Vectorisation is not free, There is one other dimension to optimise for: power. ...

ascar · on May 29, 2022

Do you have a reference for that? I googled and I couldn't find anything good.

While it might sound intuitive that SIMD instructions consume more power, I don't think that's necessarily true to a relevant degree in practice. My understanding is CPU power consumption is mostly tied to inefficiences that cause energy loss via heat, while the actual computation doesn't consume any energy per se. So electrons traveling a more complex path probably cause somehwat more energy loss as there is more wire/transistors to pass. But most of the total loss doesn't actually occure in the ALU. Empirically from what you can see operating systems do, the most effective way of consuming less power is actually running on a slower clock cycle and the most effective way to achieve that is getting work done faster and that's not tied to the number of instructions.

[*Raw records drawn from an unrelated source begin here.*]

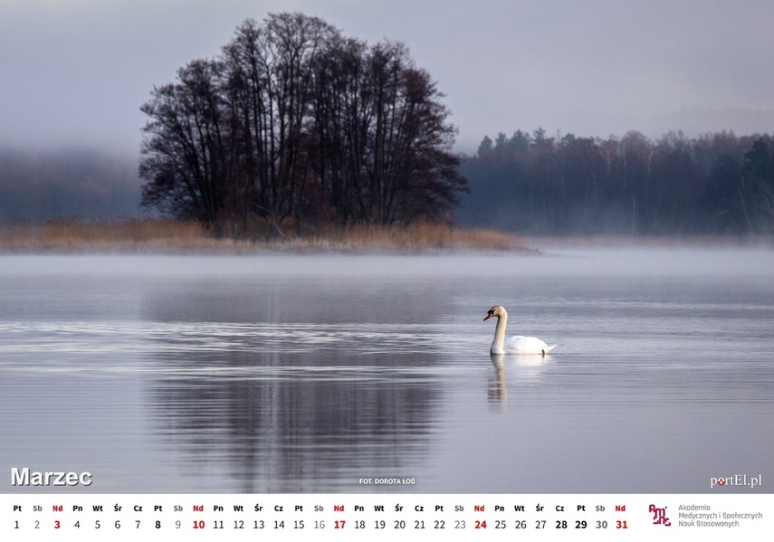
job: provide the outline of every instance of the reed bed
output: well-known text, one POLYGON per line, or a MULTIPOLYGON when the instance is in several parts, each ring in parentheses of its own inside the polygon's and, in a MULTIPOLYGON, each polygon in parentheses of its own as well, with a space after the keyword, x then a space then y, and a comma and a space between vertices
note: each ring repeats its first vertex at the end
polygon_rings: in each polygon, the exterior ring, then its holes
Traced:
MULTIPOLYGON (((223 230, 221 230, 223 231, 223 230)), ((3 252, 225 252, 265 251, 433 251, 525 249, 518 237, 444 224, 325 226, 304 234, 265 240, 265 229, 244 239, 217 234, 195 222, 165 219, 57 220, 0 225, 3 252)))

The Stackoverflow question here [1] seems to suggest that SIMD vs no SIMD has a neglectable overhead compared to entering a lower power state sooner.

[1] https://stackoverflow.com/questions/19722950/do-sse-instruct...

tomxor · on May 30, 2022

I think in summary what you are alluding to is instruction decoding and scheduling as the sibling comment points out, which is indeed a large cost in both speed and power.

> SIMD vs no SIMD has a neglectable overhead compared to entering a lower power state sooner.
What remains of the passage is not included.